Most of our ETL jobs use either Spark, Hive or Sqoop depending upon the task. Zillow runs a typical S3 data lake strategy. We use S3 as our HDFS and then spin up clusters for ETL, analytics and machine learning that all point to the same shared data on S3. Separating our compute/memory from storage has allowed us to move fast and provide enough computing power for all of our analytical needs.
Here is what our default EMR cluster for ETL looks like:
- 1 Master node which cannot be auto scaled
- 5 Core nodes which are mainly used for local HDFS jobs. Sqoop is our primary consumer of core nodes. Our cluster uses local disk when Sqooping data out of relational db’s and converting to Parquet (more on why we choose parquet in a future blog post). We store the data locally because the version of Sqoop we run has a bug where it cannot convert data directly to Parquet. The local HDFS is used as a staging area, then we dump the Parquet data to S3.
- 1 Task node – Perfect for compute power that needs no access to local HDFS.
Scale out rules:
- Core – we auto scale on HDFS utilization. If HDFSUtilization >= 80 for 5 minutes add nodes.
- Task – We have 3 rules related to yarn, apps pending and containers pending.
- If YARNMemoryAvailablePercentage <= 15 add nodes
- If AppsPending-Out >= 2 add nodes.
- If ContainerPending-Out >= 75 add nodes.
Our rules are slightly less aggressive with our scale in policy. We found that a slightly longer cool down of 30 to 60 minutes fits our workloads. Initially we tried a 5 minute scale in cool down, but found our clusters removing nodes and then adding them back in a few minutes later.
The one thing to watch out for is the time it takes to add additional nodes. We have seen it range from 10 minutes to 25 minutes to add additional Spot instances. If a job requires 50 nodes to process data, the job may arbitrarily wait 25 minutes to get the resources it needs.
Here is our node usage over the past several days
As you can see we have several large spikes in nodes on our cluster. We sometimes receive a large batch of data that can contain up to 10tb of data. Our analysts want to query this data as soon as possible so our goal is to make it available fast, but also at a reasonable price.

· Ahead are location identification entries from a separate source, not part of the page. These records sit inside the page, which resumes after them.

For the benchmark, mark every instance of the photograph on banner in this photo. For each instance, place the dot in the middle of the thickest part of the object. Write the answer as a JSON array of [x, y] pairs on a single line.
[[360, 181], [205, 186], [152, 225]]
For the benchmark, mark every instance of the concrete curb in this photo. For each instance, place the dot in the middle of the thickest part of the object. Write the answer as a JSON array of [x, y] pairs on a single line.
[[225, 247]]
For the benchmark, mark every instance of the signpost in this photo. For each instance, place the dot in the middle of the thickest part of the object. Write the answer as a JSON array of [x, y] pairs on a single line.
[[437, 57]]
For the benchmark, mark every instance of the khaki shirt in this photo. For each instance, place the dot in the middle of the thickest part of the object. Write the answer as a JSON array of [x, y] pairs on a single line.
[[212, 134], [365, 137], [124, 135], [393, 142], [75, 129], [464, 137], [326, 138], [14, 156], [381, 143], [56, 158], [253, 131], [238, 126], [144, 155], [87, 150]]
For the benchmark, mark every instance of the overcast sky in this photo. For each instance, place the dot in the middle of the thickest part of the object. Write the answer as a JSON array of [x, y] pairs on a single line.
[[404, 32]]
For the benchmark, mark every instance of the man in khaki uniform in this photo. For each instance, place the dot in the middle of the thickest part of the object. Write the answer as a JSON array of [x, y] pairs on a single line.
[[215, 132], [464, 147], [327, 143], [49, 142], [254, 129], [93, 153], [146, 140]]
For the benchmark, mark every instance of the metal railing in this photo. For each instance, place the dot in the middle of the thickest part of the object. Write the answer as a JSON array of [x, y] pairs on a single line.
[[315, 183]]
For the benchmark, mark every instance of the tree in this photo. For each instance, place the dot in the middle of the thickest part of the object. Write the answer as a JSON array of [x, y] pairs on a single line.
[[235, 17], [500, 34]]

The big question is how does using Spot with EMR Auto Scaling compare to reserved instance pricing for our EMR cluster?
Hourly rates:
- On demand hourly rate $0.40
- 1 year all up front hourly rate $0.231
- 3 year all up front hourly rate $0.18
Zillow’s spot blended rate over the past few months $0.125
This means we are beating the 3 year reserved hourly rate, plus we are only utilizing nodes when needed. These spot instances are not on 24/7 so we are saving significant amounts of money by only using machines when we need them. In short, we like Auto Scaling with EMR and Spot Instances!
Lessons learned
We originally set our cluster to terminate at instance hour for our scale down behavior. After a few weeks or running, we started to receive Spark errors. As noted by our colleagues at Trulia in their emr-ad-hoc-spark-development-environment blog, Spark tasks store shuffle output on the local disks. When instances are killed, our jobs started to crash. To solve this, we switched to terminate at task completion. Amazon is switching to per second pricing for EC2 so we are no longer concerned about killing resources before an hour is up.
What’s next
Spot has been working out well for us, but how long will this last? We do have some predictability with our jobs. If spot becomes more expensive than on demand we will consider scheduled reserved instances.
Right now it can take 15 – 25 minutes to spin up additional spot EC2 instances for EMR. Auto Scaling with EMR is powerful, but we would prefer that our jobs finish as fast as possible. We will investigate programmatically adding spot instances before heavy workloads hit our cluster.
Our team is constantly evaluating and playing with how many nodes to add and remove from our cluster with our auto scaling rules. We have played with 10, 15 and 20 and have settled on 15 nodes for now, but this needs further investigation to optimize job performance.